NASA Discovers New Solar System With As Many Planets As Our Own
This is truly out of this world.
The solar system in which we live is unusually crowded, cosmically-speaking; eight planets around one star is a lot, according to astronomers.
Now with aid from Google’s AI and the Kepler Space Telescope, NASA has discovered that another system is basically a “mini version” of ours.
It also has eight planets, though they aren’t nearly as far apart as neighbors like the Earth and Mars.
Let’s get this out of the way first: Even if one of those eight planets around the star known as Kepler-90 is inhabited, they’re all 2,545 light years away, so ET won’t be phoning us anytime soon.

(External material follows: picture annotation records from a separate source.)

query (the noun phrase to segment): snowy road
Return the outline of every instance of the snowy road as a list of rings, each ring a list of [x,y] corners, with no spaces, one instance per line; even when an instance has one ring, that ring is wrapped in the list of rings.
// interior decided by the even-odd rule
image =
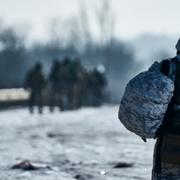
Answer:
[[[117,119],[117,106],[72,112],[0,112],[1,180],[149,180],[154,141],[144,143]],[[11,170],[23,160],[49,166]],[[117,162],[132,168],[115,169]]]

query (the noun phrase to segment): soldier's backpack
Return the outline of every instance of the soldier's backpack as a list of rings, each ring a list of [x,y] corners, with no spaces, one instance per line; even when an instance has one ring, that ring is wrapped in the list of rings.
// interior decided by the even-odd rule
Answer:
[[[173,96],[174,81],[161,72],[162,64],[167,61],[170,67],[169,60],[155,62],[130,80],[121,99],[120,121],[143,139],[156,136]]]

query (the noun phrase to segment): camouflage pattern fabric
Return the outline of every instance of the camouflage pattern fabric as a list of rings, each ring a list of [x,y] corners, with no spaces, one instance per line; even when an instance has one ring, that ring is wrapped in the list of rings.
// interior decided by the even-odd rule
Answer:
[[[170,66],[170,78],[172,80],[175,80],[175,70],[175,64],[172,63]],[[170,164],[161,162],[161,173],[154,173],[157,143],[158,142],[156,142],[154,149],[152,180],[180,180],[180,164]]]
[[[148,71],[133,78],[126,86],[119,108],[124,126],[142,138],[154,138],[173,96],[174,82],[160,72],[155,62]]]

That said, a press release from NASA about the discovery of planet Kepler-90i mentions tech used in figuring out the distant solar system’s composition that’s right out of science fiction:
The newly-discovered Kepler-90i – a sizzling hot, rocky planet that orbits its star once every 14.4 days – was found using machine learning from Google. Machine learning is an approach to artificial intelligence in which computers “learn.” In this case, computers learned to identify planets by finding in Kepler data instances where the telescope recorded signals from planets beyond our solar system, known as exoplanets.
Researchers essentially trained Google’s neural network to find tell-tale dips in light output from Kepler-90. Whenever a planet “transits” a star—passes between the observer and the star—the light diminishes in a consistent way.
Kepler-90i, however hot and rocky and useless it may be, was completely unknown until the neural network identified it.
The most striking part of this is the way a space telescope managed to pull in data from an almost unimaginable distance away then computers were able to sift through all that information and change the star maps.
It makes you wonder just what else will eventually cross the Kepler Space Telescope’s view, and if AI will be able to tell if it’s looking back at us.